January 2018
My longtime partner in life, Jovanni Sy, and I took a self-directed writing retreat in Squamish, BC to work on our first-ever artistic collaboration: the play Salesman in China, inspired by Arthur Miller's 1983 effort to direct his masterpiece Death of a Salesman in Communist Beijing. It was rainy and gross the whole time and we caught horrible colds and argued and ate curries out of the freezer for two weeks and also were incredibly productive. We researched and brainstormed and hashed out a massive portion of the building blocks of our play, including characters, themes, theatrical images, and a detailed outline. Nothing about this project so far is anything like the way either of us normally writes. That's what's so exciting about it.
February 2018
As part of our residency as Associates of the Playwrights Theatre Centre, Jovanni and I co-curated UNSCRIPTED: Salesman in China for PTC and the Gateway Theatre. The UNSCRIPTED series is PTC's way of helping us, the PTC Associates, to further our research while also introducing us to communities likely to connect to the projects we are working on together for the next three years. Unlike Jovanni, I am not a producer, and I found this unfamiliar sort of public outreach extremely nerve-wracking. ("Will I blather through my onstage interview with respected translator Fang Zhang? Will people be remotely interested in the subject of our play? Will our guest speakers resent coming all the way from Toronto and Boston? Will anyone show up?") Before and on the day, however, we were expertly supported by the teams from both Gateway and PTC; delicious Beijing snacks and museum-quality historical displays appeared as if magicked into existence by little bicultural house elves; our speakers Fang Zhang and Dr. Claire Conceison were dynamic and gracious; actors BC Lee and Johnny Wu did an astonishing job presenting a scene from Death of a Salesman in English and in Mandarin; and the crowd was large and diverse and thoughtful and enthusiastic. Jovanni and I came away feeling great about our project and about our partnerships... with PTC, with Gateway, and most of all, with each other.
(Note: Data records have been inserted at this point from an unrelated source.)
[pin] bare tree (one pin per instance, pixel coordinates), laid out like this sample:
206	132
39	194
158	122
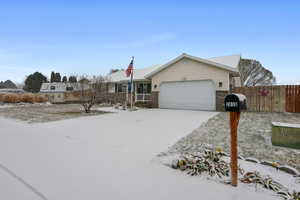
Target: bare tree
91	90
87	95
254	74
Meanwhile, two Québec productions went on tour with my surtitled translations helping to introduce them to English-speaking audiences:
• Joe, Jack, and John's Dis merci [Say Thank You], about Canadian attifudes toward refugees, came to Toronto's Progress Festival; and
• Les Éternels Pigistes brought the valedictory production of their 20-year collaboration, Christian Bégin's Pourquoi tu pleures...? [Why are you crying?], to Vancouver's Théâtre la Seizième.
March 2018
• I translated 9 children's stories – some by well-known Québec playwrights – for a new online subscription service called Miniminus, which looks poised to become the Netflix of children's literature.... except with much more Canadian content.
• I finished the first draft of I Am William, my translation of Rébecca Déraspe's delightful new musical Je suis William, which imagines Shakespeare as a dim but sweet actor whose ghost-writer is his brilliant sister. (Workshop by Théâtre le Clou TBA).
• The Humanity Bureau held two cast and crew screenings in the Okanagan
• Ruby Slippers Theatre and Gateway Theatre produced the world premiere of my translation of Catherine Léger's I Lost My Husband!... a wickedly funny, woman-powered, beautifully constructed and staged four-hander, which sold out every ticket even before it opened. Who is going to be smart enough to nab the remount, I wonder?